Fetching a profile requires downloading the manifest and signature for any referenced remote, checking the signature, comparing image hashes to any images cached locally, and fetching any missing images. This can’t run as part of the torcx generator, since networking may not be up yet. Fetching should occur in the initramfs on first boot, after Ignition runs; and also from coreos-postinst after an update. That duplication is unfortunate, but it allows the system to defer rebooting after an update until all of the pieces are available.

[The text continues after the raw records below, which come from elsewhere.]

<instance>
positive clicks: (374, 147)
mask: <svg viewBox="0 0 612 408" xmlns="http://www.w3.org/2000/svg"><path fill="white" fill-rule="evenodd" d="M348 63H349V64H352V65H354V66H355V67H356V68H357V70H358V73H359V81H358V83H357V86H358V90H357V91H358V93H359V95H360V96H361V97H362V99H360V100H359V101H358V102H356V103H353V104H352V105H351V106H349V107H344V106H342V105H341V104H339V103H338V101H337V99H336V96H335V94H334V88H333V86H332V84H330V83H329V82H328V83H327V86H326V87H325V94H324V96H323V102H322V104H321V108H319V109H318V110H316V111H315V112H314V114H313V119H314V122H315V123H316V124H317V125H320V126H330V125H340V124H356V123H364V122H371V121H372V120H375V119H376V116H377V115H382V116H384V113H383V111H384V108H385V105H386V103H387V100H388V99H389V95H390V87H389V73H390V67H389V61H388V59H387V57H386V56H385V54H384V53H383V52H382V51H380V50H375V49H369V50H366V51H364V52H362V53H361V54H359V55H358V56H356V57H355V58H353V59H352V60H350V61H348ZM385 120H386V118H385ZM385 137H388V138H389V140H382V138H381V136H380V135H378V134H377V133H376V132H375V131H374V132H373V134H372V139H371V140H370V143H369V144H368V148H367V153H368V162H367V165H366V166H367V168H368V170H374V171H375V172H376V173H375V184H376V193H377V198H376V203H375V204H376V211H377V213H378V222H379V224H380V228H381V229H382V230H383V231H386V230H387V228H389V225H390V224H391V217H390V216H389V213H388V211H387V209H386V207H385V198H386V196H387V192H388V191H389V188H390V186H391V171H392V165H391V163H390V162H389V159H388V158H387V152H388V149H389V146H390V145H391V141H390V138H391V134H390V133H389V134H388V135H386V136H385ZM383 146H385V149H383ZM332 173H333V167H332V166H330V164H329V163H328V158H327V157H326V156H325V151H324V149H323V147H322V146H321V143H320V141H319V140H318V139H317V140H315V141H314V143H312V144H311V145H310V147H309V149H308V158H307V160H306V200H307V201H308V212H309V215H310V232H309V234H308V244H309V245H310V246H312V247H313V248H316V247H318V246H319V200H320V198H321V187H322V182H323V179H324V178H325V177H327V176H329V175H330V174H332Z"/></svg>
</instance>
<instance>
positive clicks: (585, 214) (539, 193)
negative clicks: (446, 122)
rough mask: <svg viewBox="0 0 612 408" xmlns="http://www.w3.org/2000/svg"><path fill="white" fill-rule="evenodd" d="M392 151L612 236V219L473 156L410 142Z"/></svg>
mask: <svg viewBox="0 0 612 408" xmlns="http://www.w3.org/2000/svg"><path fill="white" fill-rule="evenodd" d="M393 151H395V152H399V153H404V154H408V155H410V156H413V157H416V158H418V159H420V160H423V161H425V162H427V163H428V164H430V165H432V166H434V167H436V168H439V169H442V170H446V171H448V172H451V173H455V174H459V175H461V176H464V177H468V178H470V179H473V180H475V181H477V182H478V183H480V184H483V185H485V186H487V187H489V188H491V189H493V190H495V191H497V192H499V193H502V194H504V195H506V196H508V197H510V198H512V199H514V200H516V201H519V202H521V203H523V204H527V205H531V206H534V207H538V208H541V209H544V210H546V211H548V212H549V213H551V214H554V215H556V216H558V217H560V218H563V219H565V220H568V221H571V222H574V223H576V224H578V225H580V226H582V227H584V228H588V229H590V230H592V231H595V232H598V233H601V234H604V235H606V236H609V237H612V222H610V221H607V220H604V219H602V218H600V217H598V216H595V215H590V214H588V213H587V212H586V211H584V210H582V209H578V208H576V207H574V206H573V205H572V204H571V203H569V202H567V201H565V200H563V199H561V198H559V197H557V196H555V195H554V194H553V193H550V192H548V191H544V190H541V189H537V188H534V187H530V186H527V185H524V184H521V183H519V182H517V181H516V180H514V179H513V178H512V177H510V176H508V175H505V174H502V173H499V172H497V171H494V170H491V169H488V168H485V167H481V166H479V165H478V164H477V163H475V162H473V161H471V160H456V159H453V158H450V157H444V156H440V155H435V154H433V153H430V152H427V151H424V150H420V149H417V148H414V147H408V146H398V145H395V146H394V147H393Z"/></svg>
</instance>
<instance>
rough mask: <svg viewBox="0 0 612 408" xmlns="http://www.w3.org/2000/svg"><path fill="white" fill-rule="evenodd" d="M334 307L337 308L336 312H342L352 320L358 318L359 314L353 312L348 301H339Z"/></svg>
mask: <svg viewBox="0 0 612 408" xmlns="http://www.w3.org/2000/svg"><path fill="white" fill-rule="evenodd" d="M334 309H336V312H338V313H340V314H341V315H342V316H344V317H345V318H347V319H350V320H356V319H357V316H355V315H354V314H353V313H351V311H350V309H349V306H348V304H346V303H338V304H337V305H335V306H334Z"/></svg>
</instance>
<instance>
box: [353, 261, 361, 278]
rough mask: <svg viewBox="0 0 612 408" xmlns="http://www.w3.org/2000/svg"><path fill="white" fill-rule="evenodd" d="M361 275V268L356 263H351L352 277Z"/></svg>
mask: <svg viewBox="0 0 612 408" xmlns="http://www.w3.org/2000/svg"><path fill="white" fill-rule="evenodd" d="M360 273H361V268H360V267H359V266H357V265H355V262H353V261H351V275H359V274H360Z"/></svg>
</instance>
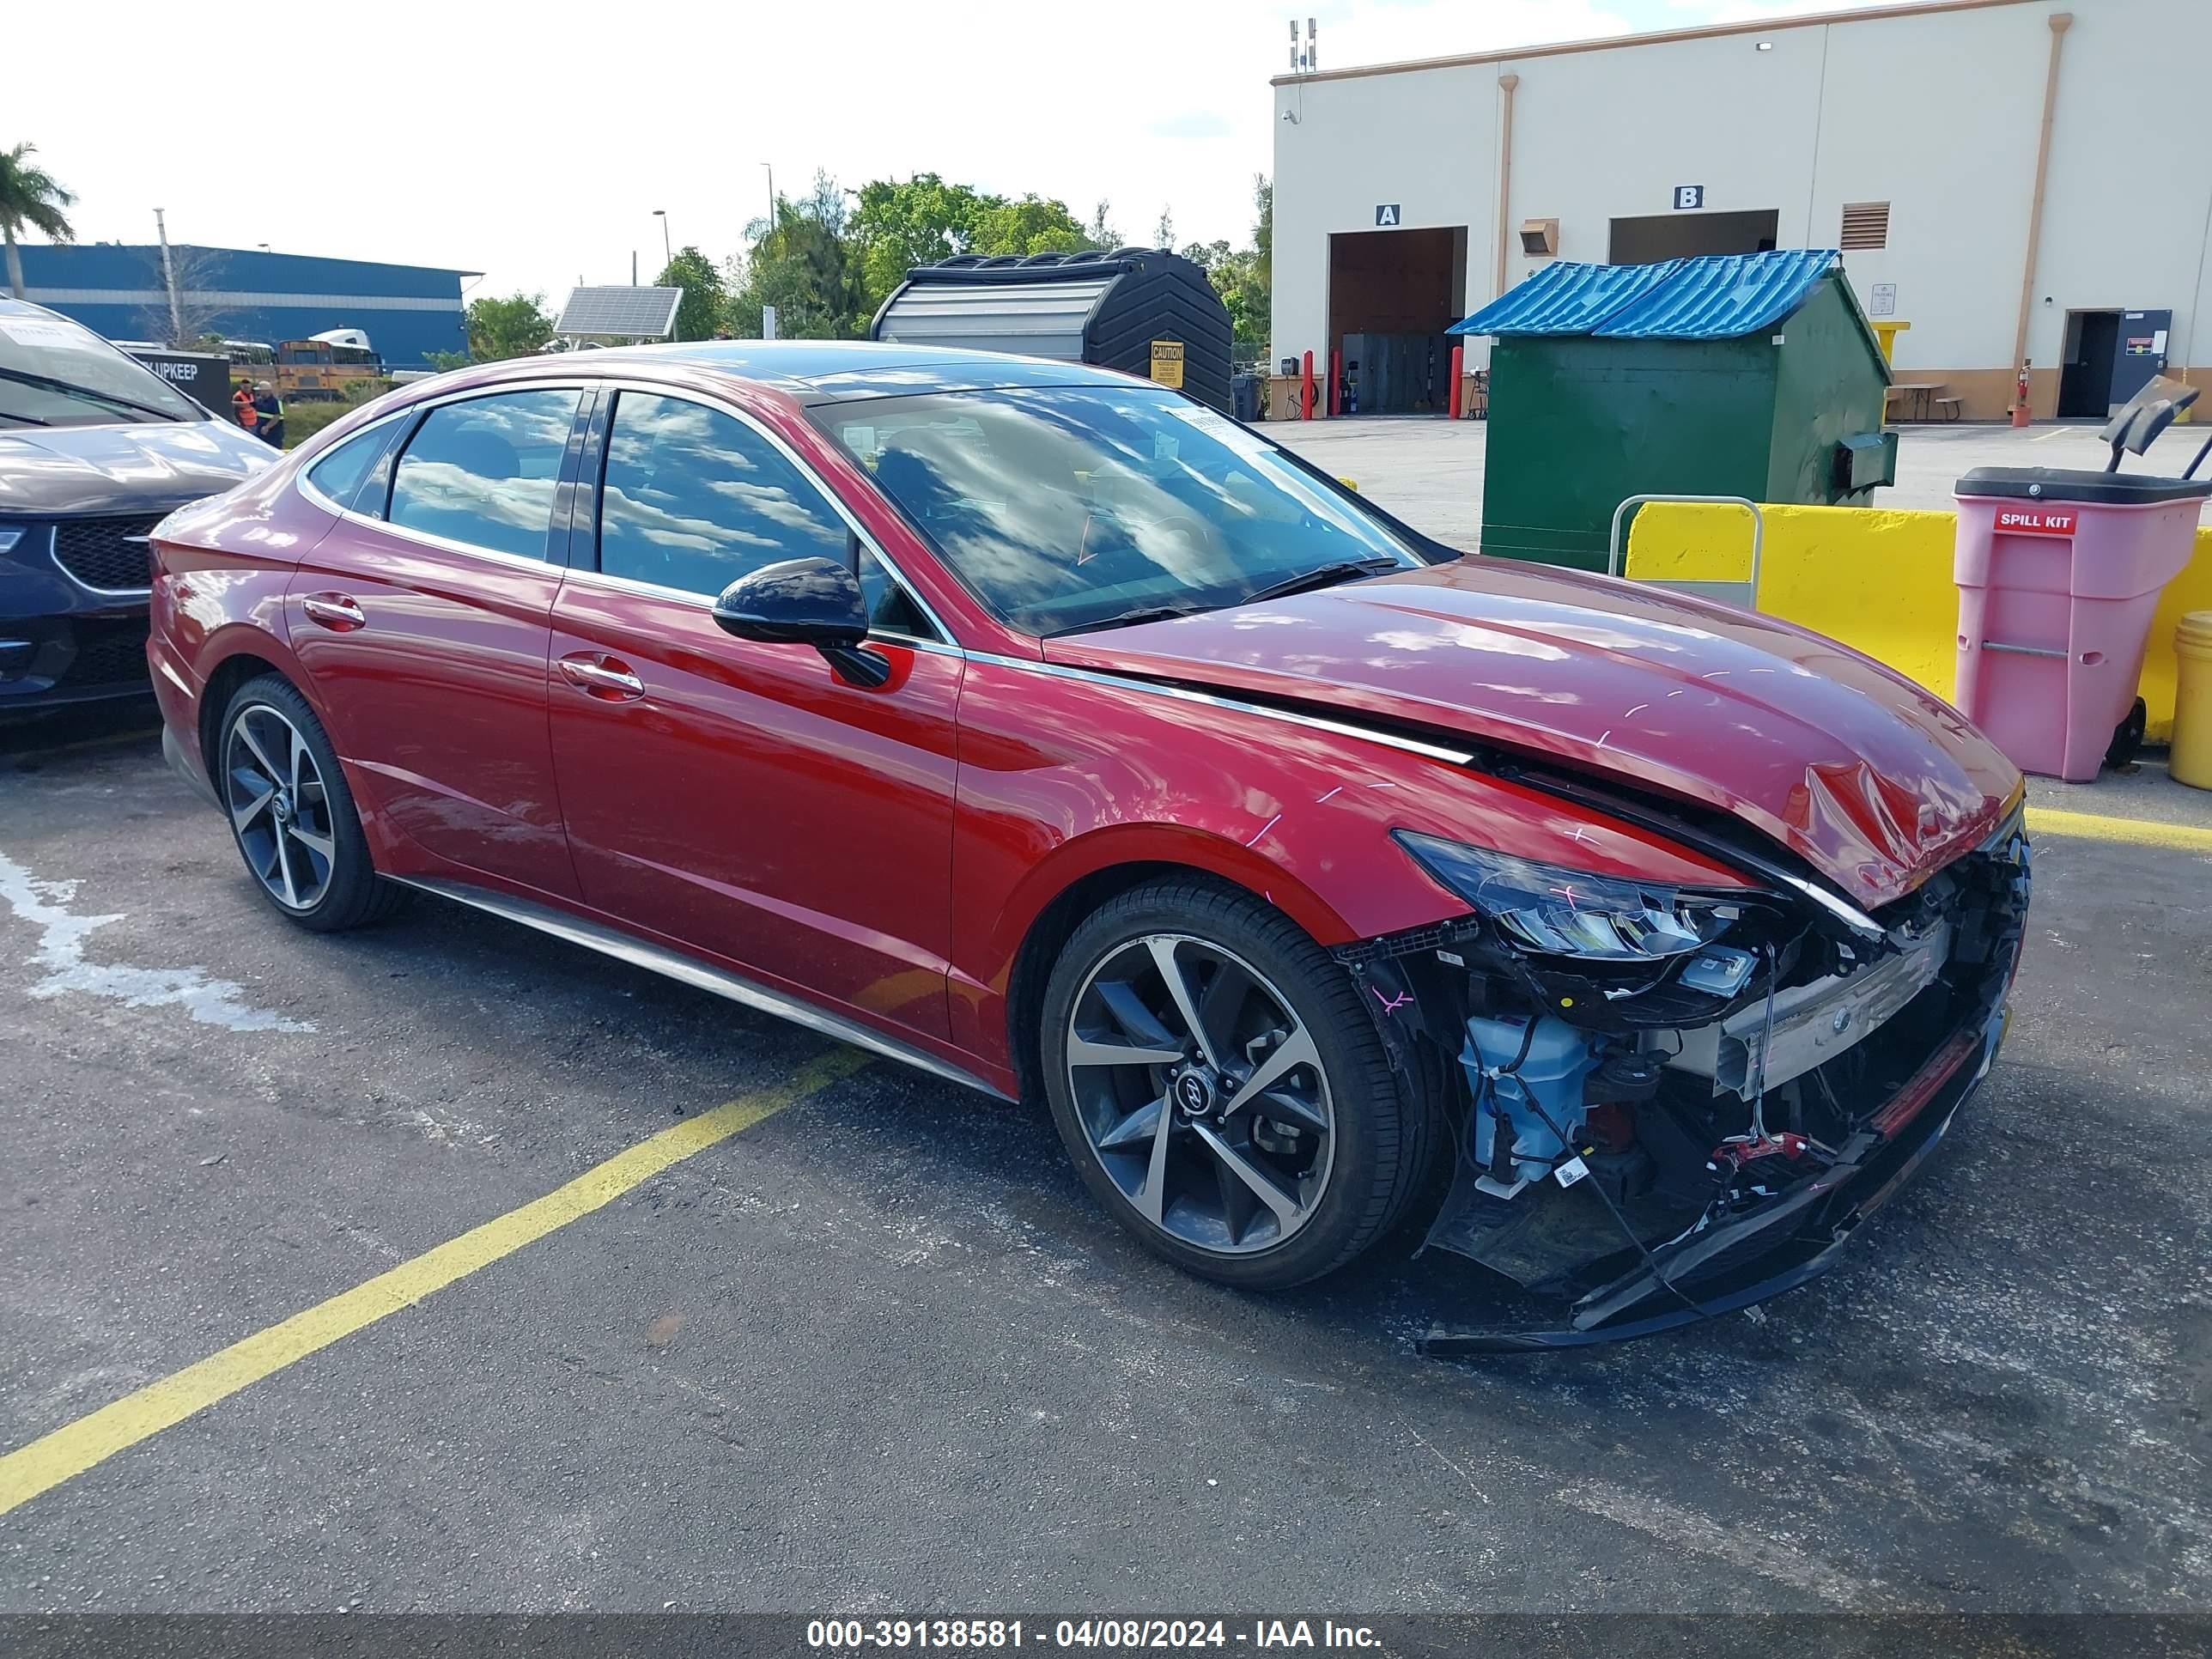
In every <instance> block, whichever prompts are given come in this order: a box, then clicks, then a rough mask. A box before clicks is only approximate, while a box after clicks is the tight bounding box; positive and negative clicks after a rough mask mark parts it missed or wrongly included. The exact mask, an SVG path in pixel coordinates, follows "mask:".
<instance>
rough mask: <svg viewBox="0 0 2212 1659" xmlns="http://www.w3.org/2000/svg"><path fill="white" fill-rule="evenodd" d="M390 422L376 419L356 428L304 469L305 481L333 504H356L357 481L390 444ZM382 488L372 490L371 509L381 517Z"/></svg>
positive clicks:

Question: this design requires a manual fetch operation if the user changes the local profile. Should the initramfs attempt to detect this case and fetch automatically?

Deprecation

Once an image becomes unsupportable, remove it from the OS, or in the case of a CoreOS-maintained remote, stop adding new OS-version-specific images. A Container Linux system which uses that image will then fail future OS updates in the coreos-postinst phase. This approach seems to most directly conform to the user’s stated intent: their workload will continue running, even at the cost of future security updates. All other alternatives directly cause breakage one way or another. In conjunction, Container Linux should do a better job of reporting update failures so they will be less likely to go unnoticed.

Tooling

lucab commented 6 years ago

Related question by @roffe at https://github.com/coreos/torcx/issues/94: will the torcx userland binary be part of the OS? Right now we just provide it as a docker image, which may pose a chicken-egg problem.

bgilbert commented 6 years ago

I expect we'll ship the userspace binary in the OS, yes.

bgilbert commented 6 years ago

The manifest should be signed with an inline signature, not detached. This makes the parsing more complex, but fixes signature validation failures in the presence of mirrors/caches/CDNs which may not sync both files at the same time.

Iodun commented 6 years ago

Is this project still on track? :) According to the CoreOS Blog Torcx is planned to be fully implemented at May 23, 2018.

nstielau commented 6 years ago

@Iodun This is on track at this point.

lucab commented 6 years ago

A quick status update on this, as we have reached the dates that we were initially targeting. The original proposal here has been ironed out with the additional details, but the implementation is still in progress.

The current status can be tracked as

BugRoger commented 6 years ago

According to the CoreOS Blog the flip to Docker 18.x and removal of the Docker 1.12 workaround is planned for July 18th.

As far as I can tell Kubernetes v1.10 is still not validated on Docker 18.x. We'd prefer to run against a validated version.

The removal of the 1.12 workaround without another mitigation forces us to upgrade a large fleet of clusters to 1.8+. Or turn off OS upgrades in general. 🙁

Is that still going to happen?

lucab commented 6 years ago

@BugRoger it is going to happen, but the initial timeline has been skewed as we are still reviewing/merging some of the components involved. This has also been discussed on the coreos-user ML. We are keeping the references in the comment above updated as we go, and we'll publish a timeline update once the groundwork is merged.